Given an alpine linux docker container image we need to replace “tokens” or “placeholders” in a javascript file with values from shell variables e.g. %TESTAPP_FOO% gets replaced with the value of the shell variable TESTAPP_FOO

I suppose you could consider them as a “template file”:

template

Bob%TESTAPP_FOO%%TESTAPP_BAR%%TESTAPP_BAZ%qux

So given TESTAPP_FOO=foo TESTAPP_BAR=bar TESTAPP_BAZ=baz the desired output is:

Bobfoobarbazqux

perl

So according to the internet perl is “dead” and “unreadable” which I guess means the rest of this article doesn’t exist:

$ TESTAPP_FOO=foo TESTAPP_BAR=bar TESTAPP_BAZ=baz perl -pe 's/%(TESTAPP_[^%]+)%/$ENV{$1}/g' template
Bobfoobarbazqux

With perl’s -i option it will overwrite the original file.
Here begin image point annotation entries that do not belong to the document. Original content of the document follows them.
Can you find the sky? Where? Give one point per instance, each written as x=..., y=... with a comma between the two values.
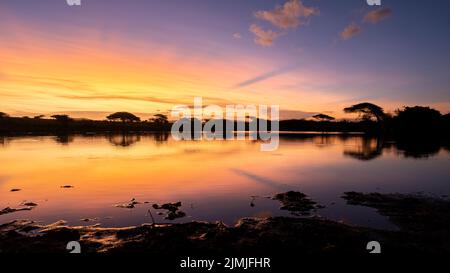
x=144, y=57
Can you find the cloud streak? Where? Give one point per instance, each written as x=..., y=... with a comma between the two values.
x=377, y=15
x=266, y=76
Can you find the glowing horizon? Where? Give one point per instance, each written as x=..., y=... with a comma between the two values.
x=109, y=56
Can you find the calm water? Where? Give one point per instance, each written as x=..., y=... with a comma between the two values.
x=214, y=180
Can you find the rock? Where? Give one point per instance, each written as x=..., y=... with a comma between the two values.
x=173, y=211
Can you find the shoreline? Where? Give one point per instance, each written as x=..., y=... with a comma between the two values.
x=424, y=228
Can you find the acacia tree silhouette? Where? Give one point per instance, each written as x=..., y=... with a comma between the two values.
x=160, y=119
x=323, y=117
x=124, y=117
x=62, y=118
x=367, y=110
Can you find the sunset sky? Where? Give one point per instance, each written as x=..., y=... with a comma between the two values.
x=146, y=56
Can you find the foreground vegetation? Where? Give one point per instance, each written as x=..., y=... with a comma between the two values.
x=423, y=229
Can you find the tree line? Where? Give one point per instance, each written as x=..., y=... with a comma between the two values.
x=417, y=120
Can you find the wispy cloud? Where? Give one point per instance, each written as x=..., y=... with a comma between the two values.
x=292, y=14
x=263, y=37
x=266, y=76
x=377, y=15
x=237, y=36
x=350, y=31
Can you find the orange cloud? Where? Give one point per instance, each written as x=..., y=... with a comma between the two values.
x=289, y=15
x=350, y=31
x=263, y=37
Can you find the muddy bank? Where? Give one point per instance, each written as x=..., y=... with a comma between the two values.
x=423, y=223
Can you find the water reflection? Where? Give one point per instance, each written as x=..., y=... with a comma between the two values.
x=218, y=177
x=123, y=140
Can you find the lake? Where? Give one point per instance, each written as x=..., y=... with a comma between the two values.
x=214, y=180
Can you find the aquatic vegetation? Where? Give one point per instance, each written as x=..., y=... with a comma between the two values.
x=296, y=202
x=173, y=211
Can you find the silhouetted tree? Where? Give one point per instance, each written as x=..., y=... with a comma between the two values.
x=62, y=118
x=418, y=120
x=124, y=140
x=160, y=119
x=124, y=117
x=367, y=110
x=323, y=117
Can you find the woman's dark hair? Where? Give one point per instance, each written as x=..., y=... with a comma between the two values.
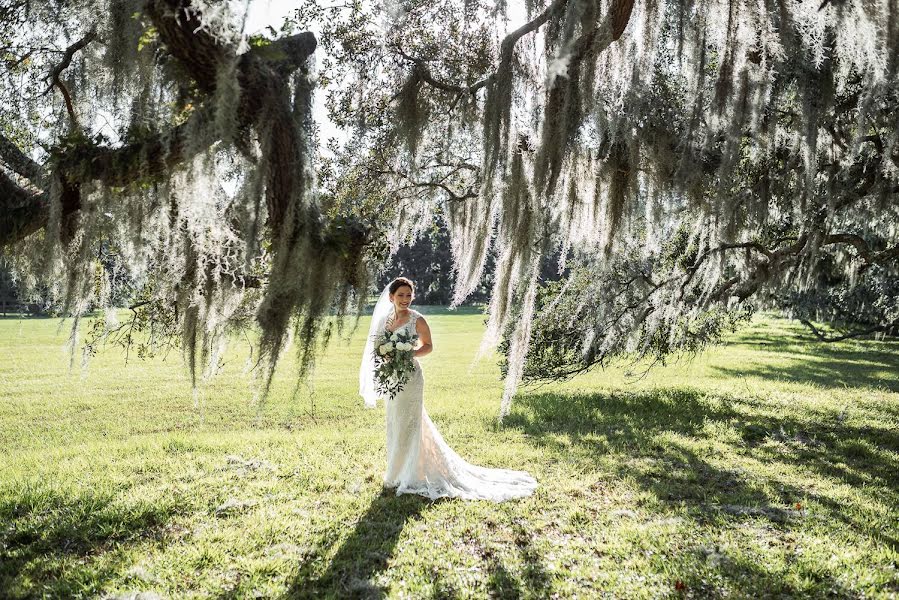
x=401, y=282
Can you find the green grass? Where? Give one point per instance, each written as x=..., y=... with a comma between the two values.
x=764, y=468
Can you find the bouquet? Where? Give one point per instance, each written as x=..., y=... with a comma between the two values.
x=393, y=361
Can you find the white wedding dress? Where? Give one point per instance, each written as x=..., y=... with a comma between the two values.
x=420, y=462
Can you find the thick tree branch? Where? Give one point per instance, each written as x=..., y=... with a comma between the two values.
x=262, y=80
x=19, y=162
x=506, y=54
x=24, y=212
x=863, y=249
x=55, y=76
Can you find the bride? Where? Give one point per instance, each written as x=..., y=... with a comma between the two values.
x=418, y=460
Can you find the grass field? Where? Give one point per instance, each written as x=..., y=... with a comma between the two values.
x=766, y=468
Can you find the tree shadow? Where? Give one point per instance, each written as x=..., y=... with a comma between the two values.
x=44, y=529
x=645, y=427
x=532, y=580
x=364, y=553
x=838, y=365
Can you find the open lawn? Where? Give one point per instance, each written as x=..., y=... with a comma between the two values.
x=766, y=468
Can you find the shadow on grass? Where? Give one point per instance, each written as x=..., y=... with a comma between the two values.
x=48, y=538
x=364, y=553
x=651, y=438
x=869, y=364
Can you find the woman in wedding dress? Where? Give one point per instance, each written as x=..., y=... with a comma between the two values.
x=418, y=460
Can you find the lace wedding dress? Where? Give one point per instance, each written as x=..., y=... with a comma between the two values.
x=420, y=462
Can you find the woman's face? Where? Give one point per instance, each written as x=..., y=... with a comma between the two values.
x=402, y=298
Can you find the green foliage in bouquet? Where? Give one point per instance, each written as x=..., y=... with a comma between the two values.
x=393, y=361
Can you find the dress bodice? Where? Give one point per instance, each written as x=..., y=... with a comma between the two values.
x=410, y=324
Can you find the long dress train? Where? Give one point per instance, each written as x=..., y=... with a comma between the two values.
x=420, y=462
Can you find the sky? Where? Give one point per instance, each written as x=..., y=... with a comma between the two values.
x=268, y=12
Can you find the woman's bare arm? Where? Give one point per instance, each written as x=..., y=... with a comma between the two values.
x=424, y=337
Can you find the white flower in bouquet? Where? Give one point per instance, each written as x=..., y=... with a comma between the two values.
x=394, y=361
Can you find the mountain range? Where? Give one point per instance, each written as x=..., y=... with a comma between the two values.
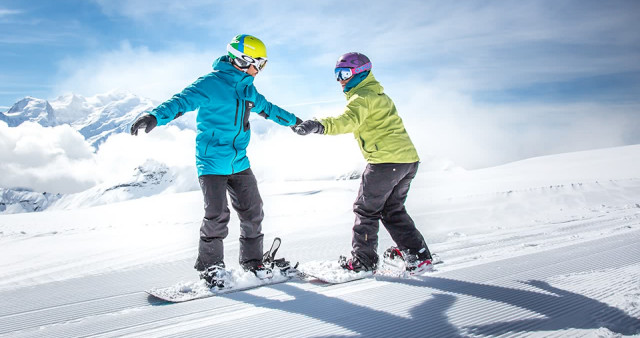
x=96, y=117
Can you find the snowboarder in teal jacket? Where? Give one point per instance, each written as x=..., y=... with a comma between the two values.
x=224, y=99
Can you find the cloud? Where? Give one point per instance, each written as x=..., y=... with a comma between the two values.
x=45, y=159
x=59, y=160
x=479, y=83
x=157, y=75
x=448, y=124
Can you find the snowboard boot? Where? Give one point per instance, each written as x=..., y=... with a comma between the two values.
x=414, y=263
x=215, y=276
x=355, y=265
x=258, y=269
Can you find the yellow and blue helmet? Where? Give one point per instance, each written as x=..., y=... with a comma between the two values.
x=246, y=50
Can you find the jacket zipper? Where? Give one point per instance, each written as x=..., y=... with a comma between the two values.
x=235, y=123
x=208, y=143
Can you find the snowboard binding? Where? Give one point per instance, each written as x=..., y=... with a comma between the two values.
x=283, y=265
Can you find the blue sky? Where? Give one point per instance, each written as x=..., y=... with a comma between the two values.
x=481, y=82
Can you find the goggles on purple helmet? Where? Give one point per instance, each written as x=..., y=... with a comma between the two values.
x=345, y=73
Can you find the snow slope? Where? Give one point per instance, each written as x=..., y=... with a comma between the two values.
x=542, y=247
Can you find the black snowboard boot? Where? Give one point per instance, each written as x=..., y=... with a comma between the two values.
x=258, y=269
x=354, y=264
x=215, y=275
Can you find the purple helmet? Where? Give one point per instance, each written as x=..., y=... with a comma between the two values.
x=351, y=64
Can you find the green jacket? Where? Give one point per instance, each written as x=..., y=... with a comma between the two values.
x=374, y=121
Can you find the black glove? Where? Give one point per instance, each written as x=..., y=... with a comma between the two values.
x=298, y=121
x=146, y=121
x=310, y=126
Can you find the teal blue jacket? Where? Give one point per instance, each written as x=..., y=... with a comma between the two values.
x=223, y=100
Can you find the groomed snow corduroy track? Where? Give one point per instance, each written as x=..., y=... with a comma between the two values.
x=538, y=294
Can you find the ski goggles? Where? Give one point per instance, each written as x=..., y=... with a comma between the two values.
x=244, y=61
x=344, y=73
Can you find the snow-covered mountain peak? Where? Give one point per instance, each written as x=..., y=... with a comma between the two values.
x=95, y=117
x=30, y=109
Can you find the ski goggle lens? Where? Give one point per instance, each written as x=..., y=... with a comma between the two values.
x=245, y=61
x=343, y=74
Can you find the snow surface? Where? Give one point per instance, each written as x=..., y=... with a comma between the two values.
x=542, y=247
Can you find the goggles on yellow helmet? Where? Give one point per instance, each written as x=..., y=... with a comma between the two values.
x=244, y=61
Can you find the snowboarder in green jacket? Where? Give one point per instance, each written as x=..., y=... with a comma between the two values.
x=392, y=164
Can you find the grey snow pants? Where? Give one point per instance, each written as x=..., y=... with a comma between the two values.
x=246, y=201
x=382, y=194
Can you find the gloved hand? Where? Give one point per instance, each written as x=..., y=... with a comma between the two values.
x=298, y=121
x=146, y=121
x=310, y=126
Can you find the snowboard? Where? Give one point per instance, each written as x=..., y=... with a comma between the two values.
x=331, y=272
x=235, y=280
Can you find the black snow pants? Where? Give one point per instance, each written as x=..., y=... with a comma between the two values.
x=382, y=194
x=246, y=201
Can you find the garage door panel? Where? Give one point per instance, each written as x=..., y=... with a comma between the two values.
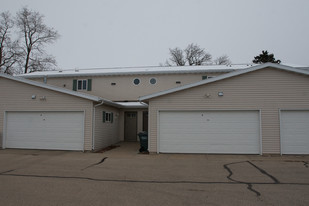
x=209, y=132
x=45, y=130
x=294, y=132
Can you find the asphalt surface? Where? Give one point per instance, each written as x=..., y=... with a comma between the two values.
x=121, y=176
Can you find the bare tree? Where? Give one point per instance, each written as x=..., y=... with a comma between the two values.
x=222, y=60
x=177, y=57
x=9, y=51
x=196, y=55
x=36, y=36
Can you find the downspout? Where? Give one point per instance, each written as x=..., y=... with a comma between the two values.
x=93, y=122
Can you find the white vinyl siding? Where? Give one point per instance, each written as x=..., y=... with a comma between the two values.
x=226, y=132
x=45, y=130
x=294, y=132
x=16, y=96
x=266, y=90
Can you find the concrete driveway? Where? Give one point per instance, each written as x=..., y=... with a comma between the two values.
x=123, y=177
-i takes an optional argument so we must use -pi -e and not -pie

What happens if we put the variable definitions onto their own line:

$ TESTAPP_FOO=foo TESTAPP_BAR=bar TESTAPP_BAZ=baz 
$ perl -pe 's/%(TESTAPP_[^%]+)%/$ENV{$1}/g' template
Bobqux

var=value command is like using ( export var=value; command ) in that it exports those variable definitions only for that command. They are not defined in the current shell. Without the export they are not visible from the perl command.

%(TESTAPP_ matches %TESTAPP_ with the ( starting a capture group. Capture groups allow you to refer to what was captured. $1 to refers to the first capture group, $2 the second, etc.
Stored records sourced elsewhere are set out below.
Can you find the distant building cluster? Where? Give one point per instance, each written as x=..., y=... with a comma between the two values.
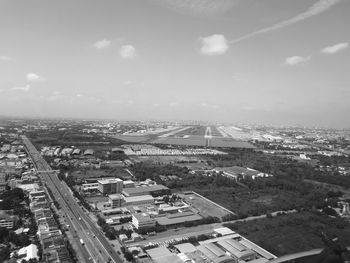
x=17, y=171
x=150, y=150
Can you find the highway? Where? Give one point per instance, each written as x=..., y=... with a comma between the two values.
x=96, y=248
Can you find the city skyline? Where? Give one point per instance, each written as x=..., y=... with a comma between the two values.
x=277, y=62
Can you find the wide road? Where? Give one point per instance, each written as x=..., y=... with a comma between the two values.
x=96, y=248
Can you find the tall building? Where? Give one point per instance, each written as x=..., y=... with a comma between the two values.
x=110, y=186
x=115, y=200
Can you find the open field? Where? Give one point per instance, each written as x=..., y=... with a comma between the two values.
x=294, y=232
x=94, y=173
x=204, y=207
x=187, y=136
x=194, y=130
x=215, y=132
x=166, y=159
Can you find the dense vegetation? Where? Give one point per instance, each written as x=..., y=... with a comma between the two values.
x=293, y=232
x=285, y=191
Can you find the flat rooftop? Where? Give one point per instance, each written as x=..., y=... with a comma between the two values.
x=143, y=189
x=110, y=181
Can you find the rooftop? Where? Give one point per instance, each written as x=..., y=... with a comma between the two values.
x=110, y=181
x=144, y=189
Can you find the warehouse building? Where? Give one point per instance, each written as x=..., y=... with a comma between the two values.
x=141, y=221
x=110, y=186
x=146, y=190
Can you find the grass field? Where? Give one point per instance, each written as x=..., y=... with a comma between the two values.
x=204, y=207
x=192, y=136
x=194, y=130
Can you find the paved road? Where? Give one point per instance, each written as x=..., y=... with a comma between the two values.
x=95, y=248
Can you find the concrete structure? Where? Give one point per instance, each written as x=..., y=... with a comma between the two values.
x=110, y=186
x=141, y=221
x=138, y=200
x=128, y=184
x=178, y=219
x=89, y=152
x=115, y=200
x=7, y=221
x=163, y=255
x=145, y=190
x=27, y=253
x=90, y=187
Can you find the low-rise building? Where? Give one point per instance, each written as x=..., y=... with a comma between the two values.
x=6, y=220
x=138, y=200
x=142, y=221
x=110, y=186
x=115, y=200
x=90, y=187
x=146, y=190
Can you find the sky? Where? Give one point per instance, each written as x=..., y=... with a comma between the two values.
x=252, y=61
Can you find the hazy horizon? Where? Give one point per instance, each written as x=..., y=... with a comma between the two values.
x=276, y=62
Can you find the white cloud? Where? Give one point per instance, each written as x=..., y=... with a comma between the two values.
x=127, y=51
x=295, y=60
x=5, y=58
x=127, y=82
x=214, y=45
x=22, y=88
x=335, y=48
x=198, y=7
x=316, y=9
x=32, y=77
x=104, y=43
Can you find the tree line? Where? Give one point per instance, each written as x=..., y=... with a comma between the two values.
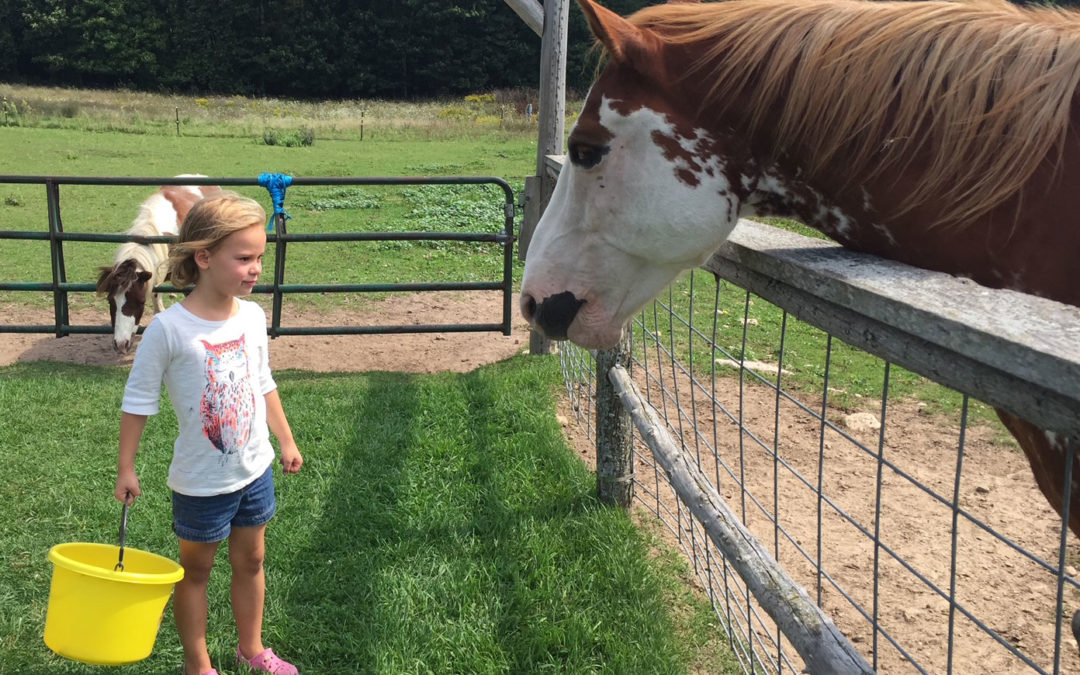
x=299, y=49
If you want to match up to a character but you want to “wildcard” what can come before it you can use [^x]+x with x being the character. The + (meaning “1 or more times”) states there must be at least 1 character before x. If we wanted to remove this stipulation we can replace + with * as * means “0 or more”.

So as we have already matched %TESTAPP_ the [^%]+% part of the regex (ignoring the )) matches up to the following % character. Our use of () means the leading and trailing % will not be included in $1.
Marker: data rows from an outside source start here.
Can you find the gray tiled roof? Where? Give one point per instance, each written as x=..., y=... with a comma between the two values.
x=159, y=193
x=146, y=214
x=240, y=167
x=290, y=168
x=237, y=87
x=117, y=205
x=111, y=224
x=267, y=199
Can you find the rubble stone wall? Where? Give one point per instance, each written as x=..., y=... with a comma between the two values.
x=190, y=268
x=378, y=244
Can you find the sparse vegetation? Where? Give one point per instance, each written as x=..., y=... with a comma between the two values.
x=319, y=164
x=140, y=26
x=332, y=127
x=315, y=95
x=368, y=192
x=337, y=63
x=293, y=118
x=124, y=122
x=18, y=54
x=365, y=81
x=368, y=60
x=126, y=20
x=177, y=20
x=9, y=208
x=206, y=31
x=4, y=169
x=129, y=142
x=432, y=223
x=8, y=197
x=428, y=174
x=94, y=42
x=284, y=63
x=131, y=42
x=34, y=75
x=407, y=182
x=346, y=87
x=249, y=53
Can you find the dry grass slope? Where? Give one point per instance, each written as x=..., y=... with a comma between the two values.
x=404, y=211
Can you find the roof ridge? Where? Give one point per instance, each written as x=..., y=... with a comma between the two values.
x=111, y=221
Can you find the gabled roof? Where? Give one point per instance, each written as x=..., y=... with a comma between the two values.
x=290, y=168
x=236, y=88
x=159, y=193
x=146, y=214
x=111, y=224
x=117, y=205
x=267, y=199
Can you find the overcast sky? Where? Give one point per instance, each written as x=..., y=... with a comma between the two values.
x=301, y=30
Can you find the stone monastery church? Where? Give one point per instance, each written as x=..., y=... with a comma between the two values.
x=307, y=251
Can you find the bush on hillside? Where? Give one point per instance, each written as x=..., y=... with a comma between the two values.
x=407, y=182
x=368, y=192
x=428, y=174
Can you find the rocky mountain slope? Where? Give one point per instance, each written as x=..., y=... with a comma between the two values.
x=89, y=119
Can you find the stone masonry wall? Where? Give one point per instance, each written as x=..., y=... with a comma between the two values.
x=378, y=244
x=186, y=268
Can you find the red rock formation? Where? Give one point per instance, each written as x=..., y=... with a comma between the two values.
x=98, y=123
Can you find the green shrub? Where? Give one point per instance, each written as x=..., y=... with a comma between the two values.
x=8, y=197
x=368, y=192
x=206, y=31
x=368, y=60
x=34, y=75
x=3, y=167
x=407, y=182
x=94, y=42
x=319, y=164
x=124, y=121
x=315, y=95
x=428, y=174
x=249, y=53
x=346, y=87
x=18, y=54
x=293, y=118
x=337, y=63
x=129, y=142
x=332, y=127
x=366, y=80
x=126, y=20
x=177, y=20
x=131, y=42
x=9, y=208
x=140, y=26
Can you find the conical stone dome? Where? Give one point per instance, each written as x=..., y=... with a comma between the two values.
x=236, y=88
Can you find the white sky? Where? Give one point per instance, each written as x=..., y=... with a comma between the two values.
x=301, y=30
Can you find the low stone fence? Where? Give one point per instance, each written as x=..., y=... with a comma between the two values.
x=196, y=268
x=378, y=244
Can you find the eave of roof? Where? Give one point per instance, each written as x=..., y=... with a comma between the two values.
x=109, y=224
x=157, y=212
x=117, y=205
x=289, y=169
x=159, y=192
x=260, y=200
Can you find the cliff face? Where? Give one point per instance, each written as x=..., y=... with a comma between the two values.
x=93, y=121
$ perl -nle 'print for /%(TESTAPP_[^%]+)%/g' testfile
TESTAPP_FOO
TESTAPP_BAR
TESTAPP_BAZ

Finally %ENV is a perl hash that contains all of the environment’s variable definitions. We can use $ENV{key} to get a specific value from it:

$ TESTAPP_FOO=foo perl -le 'print $ENV{TESTAPP_FOO}'
foo

So with $ENV{$1} we are using the value of the capture group as the key to get the desired result.

Sadly, however, perl was not available by default on this installation setup.

grep + sed

GNU grep has -o which allows us to replicate the perl code above to an extent:

$ grep -E -o '%TESTAPP_[^%]+%' testfile 
%TESTAPP_FOO%
%TESTAPP_BAR% 
%TESTAPP_BAZ%

We can then use bash to help with the rest:

$ TESTAPP_FOO=foo TESTAPP_BAR=bar TESTAPP_BAZ=baz
$ grep -E -o '%TESTAPP_[^%]+%' testfile | while read -r search; do replace=${search//%}; echo "$search ${!replace}"; done
%TESTAPP_FOO% foo
%TESTAPP_BAR% bar
%TESTAPP_BAZ% baz
  • ${var/pattern/replace} is like s/pattern/replace/
  • ${var//pattern/replace} is like s/pattern/replace/g

With an empty “replace” you can omit the / after “pattern” meaning:

${search//%} is like s/%//g thus deleting all % characters.

${!var}

If the value of your variable is the name of a variable you can use ${!var} to get its value. This is called variable “indirection”.

$ var=SHELL
$ echo ${!var}
/bin/bash

It’s as if we just did echo $SHELL directly.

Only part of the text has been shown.